Donahue argued that when it comes to attracting new members, the AFL-CIO needs to change its emphasis from simple militancy to a more nuanced approach, his former colleague Phil Fishman observed in The American Interest. Most American workers in the new economy want “respect, decent work opportunities and education opportunities and advancement, rather than marching and demonstrating….Prospective members in most industries don’t want to join the union to go to war”, Donahue said.

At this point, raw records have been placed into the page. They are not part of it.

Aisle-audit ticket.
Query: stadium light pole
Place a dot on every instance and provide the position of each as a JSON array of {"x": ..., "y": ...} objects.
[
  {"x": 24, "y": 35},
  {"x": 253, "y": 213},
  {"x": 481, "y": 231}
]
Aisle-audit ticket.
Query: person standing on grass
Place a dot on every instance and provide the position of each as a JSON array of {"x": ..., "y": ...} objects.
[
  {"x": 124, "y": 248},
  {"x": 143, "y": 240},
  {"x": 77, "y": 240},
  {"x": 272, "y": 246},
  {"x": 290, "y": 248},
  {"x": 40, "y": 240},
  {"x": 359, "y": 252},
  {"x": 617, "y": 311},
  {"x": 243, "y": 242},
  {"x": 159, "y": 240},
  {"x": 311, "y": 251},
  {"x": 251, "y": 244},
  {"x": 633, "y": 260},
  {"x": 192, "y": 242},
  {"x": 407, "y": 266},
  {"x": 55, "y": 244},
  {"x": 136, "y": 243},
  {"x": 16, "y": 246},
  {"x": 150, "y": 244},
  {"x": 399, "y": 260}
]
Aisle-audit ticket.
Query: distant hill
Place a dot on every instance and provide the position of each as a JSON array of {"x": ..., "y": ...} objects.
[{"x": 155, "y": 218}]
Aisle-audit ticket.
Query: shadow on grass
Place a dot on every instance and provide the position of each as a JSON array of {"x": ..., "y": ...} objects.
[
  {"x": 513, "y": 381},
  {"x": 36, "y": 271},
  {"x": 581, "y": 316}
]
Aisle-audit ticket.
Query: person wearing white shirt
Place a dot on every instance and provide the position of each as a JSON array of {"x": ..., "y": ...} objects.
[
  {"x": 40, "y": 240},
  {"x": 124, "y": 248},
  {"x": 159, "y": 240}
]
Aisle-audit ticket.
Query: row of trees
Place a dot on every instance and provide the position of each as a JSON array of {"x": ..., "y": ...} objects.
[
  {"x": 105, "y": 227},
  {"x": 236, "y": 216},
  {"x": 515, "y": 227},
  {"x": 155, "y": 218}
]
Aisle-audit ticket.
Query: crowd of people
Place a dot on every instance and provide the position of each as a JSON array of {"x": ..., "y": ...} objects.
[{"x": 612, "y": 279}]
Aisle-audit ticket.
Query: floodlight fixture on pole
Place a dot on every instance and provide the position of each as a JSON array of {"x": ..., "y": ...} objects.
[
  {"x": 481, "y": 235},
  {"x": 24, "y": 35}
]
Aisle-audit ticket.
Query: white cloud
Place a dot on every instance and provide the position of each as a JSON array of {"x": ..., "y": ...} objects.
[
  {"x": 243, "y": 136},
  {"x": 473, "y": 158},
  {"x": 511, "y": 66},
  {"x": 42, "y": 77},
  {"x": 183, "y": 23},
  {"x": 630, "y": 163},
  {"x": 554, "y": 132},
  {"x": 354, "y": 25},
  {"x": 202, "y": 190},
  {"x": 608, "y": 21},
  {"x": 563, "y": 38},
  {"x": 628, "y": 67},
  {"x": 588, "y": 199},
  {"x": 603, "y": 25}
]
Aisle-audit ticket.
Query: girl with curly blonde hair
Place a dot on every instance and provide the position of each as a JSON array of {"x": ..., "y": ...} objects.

The New York Times described Donahue’s 1985 report on The Changing Situation of Workers and Their Unions as “the first of its type in the history of the nearly 35-year-old AFL-CIO,” while American Federation of Teachers president Albert Shanker described it as “a revolutionary document.” His vision ultimately laid the groundwork for innovations that shaped organized labor’s response to a post-industrial s, including:
- Union Privilege, which today offers an array of Union Plus consumer benefits to union members and retirees, including mortgage assistance, credit cards with provisions for laid-off and striking workers, supplemental Medicare insurance, and discounts on vision and dental care; and,
- Working America, the AFL-CIO’s community affiliate for “workers without the benefit of a workplace union” who support “good jobs, affordable health care, world-class education, secure retirements, real homeland security and more” and are eligible for Union Plus benefits.
- The AFL-CIO Organizing Institute (OI) launched in 1989. “One of my proudest accomplishments as AFL-CIO secretary-treasurer was our creation of the AFL-CIO Organizing Institute to recruit and train organizers,” he said in 1995.
Mr. Donahue’s marriage to Natalie Kiernan ended in divorce, The Post adds. A son from their marriage, Thomas R. Donahue III, died in 2018. In addition to his wife, of Washington, survivors include a daughter from his first marriage, Nancy Donahue of Annandale, Va.; and six grandchildren.
*In 1979, Tom married Rachelle Horowitz (right), a close associate of civil rights leader Bayard Rustin and one of the socialists who ‘made’ the landmark 1963 March on Washington. She later served as Political Director for the American Federation of Teachers and as a board member of the National Democratic Institute (NDI).